I had the pleasure of seeing Roz Savage speak at the Nicholas School of the Environment last year. That talk was a slightly longer version of the one above, with the addition that she had finished her Pacific voyage in Papua New Guinea. The question I pose to our readers is, what effect do these large, but ultimately personal journeys have on conservation? Do you find them inspiring? Self-absorbed? Powerful? Inconsequential? Do conservation initiatives have more impact when they have a human face attached to them? Who else has inspired you?

 

1 comment to Weekly dose of TED – Roz Savage: Why I’m rowing across the Pacific

  • Paul Theroux wrote an excellent essay about this problem, called “The Awkward Question.” I think it was reprinted in the anthology “Fresh Air Fiend.” In it, he discusses – but never really resolves – a fundamental problem for people who are driven to pursue strange adventures: what do you say when people inevitably ask “why?”

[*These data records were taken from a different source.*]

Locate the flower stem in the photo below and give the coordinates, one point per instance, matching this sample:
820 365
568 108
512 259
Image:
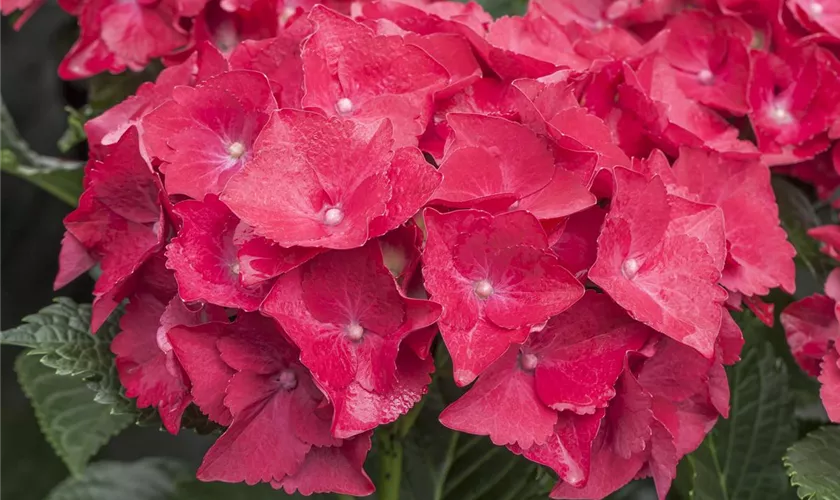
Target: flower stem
390 463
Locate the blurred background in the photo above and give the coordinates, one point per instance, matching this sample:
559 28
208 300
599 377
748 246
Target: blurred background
30 237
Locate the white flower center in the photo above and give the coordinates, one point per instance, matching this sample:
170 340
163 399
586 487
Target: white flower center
287 379
333 216
344 106
629 268
236 150
483 289
355 332
705 77
779 114
528 361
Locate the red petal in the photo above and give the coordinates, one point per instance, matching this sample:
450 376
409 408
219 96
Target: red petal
638 261
328 187
830 379
206 134
810 325
492 156
332 469
502 391
568 450
592 337
577 246
203 257
358 409
608 472
142 365
196 350
761 257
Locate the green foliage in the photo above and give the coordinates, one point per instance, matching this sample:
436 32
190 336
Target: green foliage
159 479
440 464
797 216
196 490
61 178
75 425
741 457
75 132
499 8
814 464
147 479
29 465
60 333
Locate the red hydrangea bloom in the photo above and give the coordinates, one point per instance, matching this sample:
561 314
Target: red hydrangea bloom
119 223
710 54
278 58
495 164
279 432
204 257
146 368
794 101
759 255
830 378
260 259
596 15
226 27
351 71
302 200
206 133
813 334
652 95
829 236
644 253
362 332
496 280
540 379
119 35
822 15
328 182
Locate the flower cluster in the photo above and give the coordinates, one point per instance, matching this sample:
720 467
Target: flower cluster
118 35
812 326
569 197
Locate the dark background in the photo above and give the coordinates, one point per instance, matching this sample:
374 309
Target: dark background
30 236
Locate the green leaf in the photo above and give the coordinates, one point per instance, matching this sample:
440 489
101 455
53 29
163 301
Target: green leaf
75 132
75 425
439 464
159 479
814 464
61 178
26 459
499 8
196 490
741 458
797 215
61 334
146 479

    I think Roz Savage rows across oceans because Roz Savage wants to row across oceans. Rather than retreat into the Edmund Hillary dodge (“because it was there”), she tacked a conservation message onto her journeys. That ends the awkward discussion, and lets her continue the adventures that really drive her.

    As someone who’s gone on a few odd adventures himself, I find these journeys both inspiring and self-absorbed.